MARIO MALAGNINI, the Italian tenor first brought here by Barra O Tuama ten years ago, was back at the National Concert Hall on Saturday, delighting a packed audience with his firm line and vibrant, albeit somewhat baritonal, tones.
Even in the slightest of Italian and Mexican ballads he's still master of the steady line and the only flaw in his armour is a hint of constriction when he endeavours to sing softly. His two operatic solos, Che gelida manina and Nessun dorma, were particularly well delivered.
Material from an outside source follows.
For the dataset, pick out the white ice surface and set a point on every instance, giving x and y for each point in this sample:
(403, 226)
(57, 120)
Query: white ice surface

Romanian soprano AnnaLouise Bogza impressed initially with incisive attack and cleanly articulated runs in Donna Anna's Non mi dir and the Leonora/Luna duet from Il trovatore. But when she increased the pressure for two Puccini arias her phrasing lost length and her highest notes lost pitch. She returned to something like her earlier form in arias from Verdi's Il trovatore and La forza del destino, but here she lacked the ability to float her top notes as asked for in the scores.
Nicholas Folwell, an imaginative singing actor with a facility for intelligent vocal colouring, also suffered from intonational problems, especially in his fast music. But he declaimed Rigoletto's Pari siamo and Renato's Eri tu splendidly and warmed my sentimental old heart with his renderings of Stephen Adams's Thora and Nirvana. Brenda Hurley, currently on the music staff at Netherlands opera, supported strongly at the piano.
David Carmody drew some refined singing from the combined forces of the Cameron Singers and Enchiradis Treis, but not in Handel's Hallelujah chorus, where the sopranos had difficulty on high and the ensemble was far from perfect.